The following was submitted by Sid Mclaurin of American Families Online.  They
are an ISP in Florida and a very successful user of Scanmail.  On average
they block over 85% of incoming mail a day.  You reach Sid at smclaurin@afo.net

----------------------------------------------------------------------------
As promised, here some the regex rules I've created along with some pratcial 
tips on using Scanmail. 
 
1. The most successfully way to block spam is by the URL, what I call the 
"money maker". Spammers make a living by getting fractions of a penny from 
having unexceptioning mail reciepents clicking on their links.
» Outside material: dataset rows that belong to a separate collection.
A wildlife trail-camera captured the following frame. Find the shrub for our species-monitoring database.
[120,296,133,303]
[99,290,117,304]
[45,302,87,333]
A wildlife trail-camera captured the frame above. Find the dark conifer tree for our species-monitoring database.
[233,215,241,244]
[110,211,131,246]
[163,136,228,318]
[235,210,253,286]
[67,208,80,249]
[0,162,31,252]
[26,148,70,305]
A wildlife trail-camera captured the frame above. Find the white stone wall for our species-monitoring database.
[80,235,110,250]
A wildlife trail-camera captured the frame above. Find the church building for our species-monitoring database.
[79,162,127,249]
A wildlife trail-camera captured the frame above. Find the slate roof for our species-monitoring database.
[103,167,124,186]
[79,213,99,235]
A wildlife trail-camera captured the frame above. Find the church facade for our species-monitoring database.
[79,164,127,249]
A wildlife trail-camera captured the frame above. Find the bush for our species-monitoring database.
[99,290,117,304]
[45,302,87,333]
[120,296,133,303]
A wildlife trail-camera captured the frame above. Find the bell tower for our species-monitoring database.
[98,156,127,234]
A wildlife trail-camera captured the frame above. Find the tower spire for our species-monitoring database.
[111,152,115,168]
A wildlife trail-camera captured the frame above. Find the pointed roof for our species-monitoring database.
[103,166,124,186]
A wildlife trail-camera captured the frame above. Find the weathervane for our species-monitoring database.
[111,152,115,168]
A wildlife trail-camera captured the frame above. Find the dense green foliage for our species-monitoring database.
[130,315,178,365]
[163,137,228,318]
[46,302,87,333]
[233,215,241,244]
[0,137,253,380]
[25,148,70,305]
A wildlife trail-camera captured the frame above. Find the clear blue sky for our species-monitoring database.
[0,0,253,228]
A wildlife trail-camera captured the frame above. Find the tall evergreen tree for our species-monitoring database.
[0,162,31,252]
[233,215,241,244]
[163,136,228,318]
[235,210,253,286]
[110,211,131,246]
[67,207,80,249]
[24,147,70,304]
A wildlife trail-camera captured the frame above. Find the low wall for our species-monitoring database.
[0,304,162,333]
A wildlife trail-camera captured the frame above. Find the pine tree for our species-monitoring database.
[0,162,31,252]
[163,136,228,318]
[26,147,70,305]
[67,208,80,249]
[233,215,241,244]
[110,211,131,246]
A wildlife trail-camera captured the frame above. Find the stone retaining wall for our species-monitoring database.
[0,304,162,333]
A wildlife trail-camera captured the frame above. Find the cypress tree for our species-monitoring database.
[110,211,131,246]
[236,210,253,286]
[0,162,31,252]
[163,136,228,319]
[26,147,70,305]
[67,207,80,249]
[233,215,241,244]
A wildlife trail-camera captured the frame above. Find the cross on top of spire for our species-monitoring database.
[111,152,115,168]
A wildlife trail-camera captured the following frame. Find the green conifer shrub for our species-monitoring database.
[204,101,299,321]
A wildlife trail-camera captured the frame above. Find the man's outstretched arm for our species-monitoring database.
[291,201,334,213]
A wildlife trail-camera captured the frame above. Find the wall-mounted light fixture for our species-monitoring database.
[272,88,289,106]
Most of the so 
called "Unscribe" links go to the same URL as the "Scribe" link. The most 
effective rule that I've implemented towards spam is by blocking ".biz" in 
the spam-list.conf and address-list.conf. Occassionally email from yahoo or 
hotmail has a ".biz" spam footer that gets rejected but it has been totally 
worth it. ".biz" now account for one quarter of the "Rejected" mail. 
 
2. The next most common "spam sign" is obfuscated words. Normal mail never 
has such blanant misspellings and regex does a great job of catching this 
type of spam. The most common spam word for us is "viagra" or some deviation. 
Here are the regex examples I've implemented to catch this type of spam: 
 
v[\,\"\'\:\;\+\=\?]*[i1\|íl][\,\"\'\:\;\+\=\?]*[A\@][\,\"\'\:\;\+\=\?]*[gq]
[\,\"\'\:;\+\=\?]*r[\,\"\'\:;\+\=\?]*[A\@] 
 
v[\-\(\)\#\`\~\%\$]*[i1\|íl][\-\(\)\#\`\~\%\$]*[A\@][\-\(\)\#\`\~\%\$]*[gq]
[\-\(\)\#\`\~\%\$]*r[\-\(\)\#\`\~\%\$]*[A\@] 
 
v[\s\.\|\/\^\!\*\_]*[i1\|íl][\s\.\|\/\^\!\*\_]*[A\@][\s\.\|\/\^\!\*\_]*[gq]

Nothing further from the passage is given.